The current study occurred in the context of a RCT to test the impact of the ASIST program, version X.2, on Lifeline's crisis center counselors' interventions and at-risk callers' outcomes (see Gould et al., 2013, for details on methods and recruitment in the parent study.) Seventeen of 18 hotline centers recruited for the dynamic waitlist design randomized trial participated in the current study across three phases. One of the 18 centers was not able to participate due to their loss of funding for their clinical operations. Two staff from each crisis center participated in the TTT program delivered by ASIST master trainers. The trainers were chosen by their centers because they either had experience administering trainings or were in a supervisory role, and were likely to remain at the center to administer future ASIST trainings.
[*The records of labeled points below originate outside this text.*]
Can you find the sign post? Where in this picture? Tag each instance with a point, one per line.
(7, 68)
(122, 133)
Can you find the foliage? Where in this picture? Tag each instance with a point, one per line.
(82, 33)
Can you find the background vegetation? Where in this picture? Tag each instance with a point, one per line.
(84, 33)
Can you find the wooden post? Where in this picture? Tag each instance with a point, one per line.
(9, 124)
Each pair of trainers subsequently conducted and video-taped the 2-day training with their center staff counselors on two separate occasions. Thus, the training was provided to all shifts and the trainers' fidelity was recorded over two separate training events. We have ratings from 17 centers each with two trainers for the first training delivered (Time 1), but due to audio failure during one center's second training we only have 16 centers with 2 trainers for the second training delivered. Therefore, in summary, there were 34 trainers from 17 hotline centers who conducted a total of 66 trainings. To assess for possible differences between the crisis center without video-tape for the second training delivered (Time 2) and the other centers, we compared the center's Adherence and Competence scores at Time 1 to the other centers. We found no significant differences and therefore used all collected data where applicable. A total of 324 recorded observations were coded.
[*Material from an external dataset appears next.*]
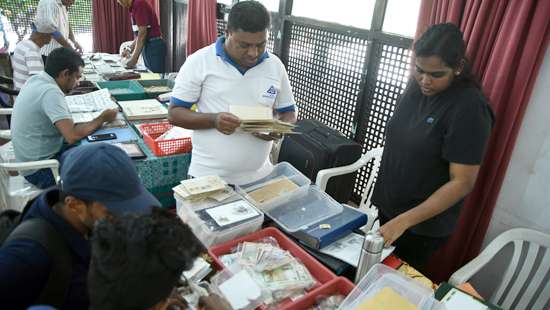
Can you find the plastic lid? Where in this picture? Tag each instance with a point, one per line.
(380, 277)
(304, 208)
In addition to the trainings from the 17 study centers outlined above, two centers were recruited to pilot the data collection process. Video tapes from these two “development” centers' trainings were used to develop the fidelity measures and for observational coder training purposes. Ratings from the development centers were not included in analyses.
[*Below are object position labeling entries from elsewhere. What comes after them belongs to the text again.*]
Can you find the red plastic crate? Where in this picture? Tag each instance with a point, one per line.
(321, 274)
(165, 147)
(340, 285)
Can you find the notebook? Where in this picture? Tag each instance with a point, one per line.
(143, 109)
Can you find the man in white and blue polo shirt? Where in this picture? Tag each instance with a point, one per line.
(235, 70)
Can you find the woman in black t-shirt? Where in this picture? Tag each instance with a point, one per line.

The project's protocol was approved by the Institutional Review Boards of the New York State Psychiatric Institute/Columbia University.

Measures

Fidelity measurement development

We focused on two dimensions of fidelity at the implementer level that are fundamental to the quality of implementation: 1) adherence to program content as specified in manuals, and, 2) competence in program delivery which describes the quality of the implementation (Cross & West, 2011; Forgatch & DeGarmo, 2011; Schoenwald, Garland, Chapman, Frazier, Sheidow, & Southam-Gerow, 2011; Waltz, Addis, Koerner & Jacobson, 1993). These constructs were used to assess overall fidelity across newly trained instructors delivering the 2-day suicide prevention program to their centers' staff. The 2-day training content is divided into five sections: Preparing, Connecting, Understanding, Assisting, and Networking. We identified, in collaboration with ASIST program developers, seven segments from the Understanding and Assisting phases of training for observation and rating. These segments were specifically chosen because they reflected core elements of the program's Suicide Intervention Model (SIM), captured the range of trainer behaviors most relevant to the measurement of adherence to this program, included a range of didactic and active learning activities (role play, simulation), and avoided periods of personal sharing among participants to minimize privacy concerns and sensitivity to recording.

Development of each of the seven Adherence scales involved the following process: isolation of important content and processes delineated in the manual, viewing video tape of master trainers, observation of master trainers during actual trainings, observation of development centers' video tapes, and within-team discussion and refinement. Refinement of each of the seven Adherence scales occurred in collaboration with the developers and the research team. (The seven segments selected for Adherence ratings are listed in Table 1 and detailed in Table 4).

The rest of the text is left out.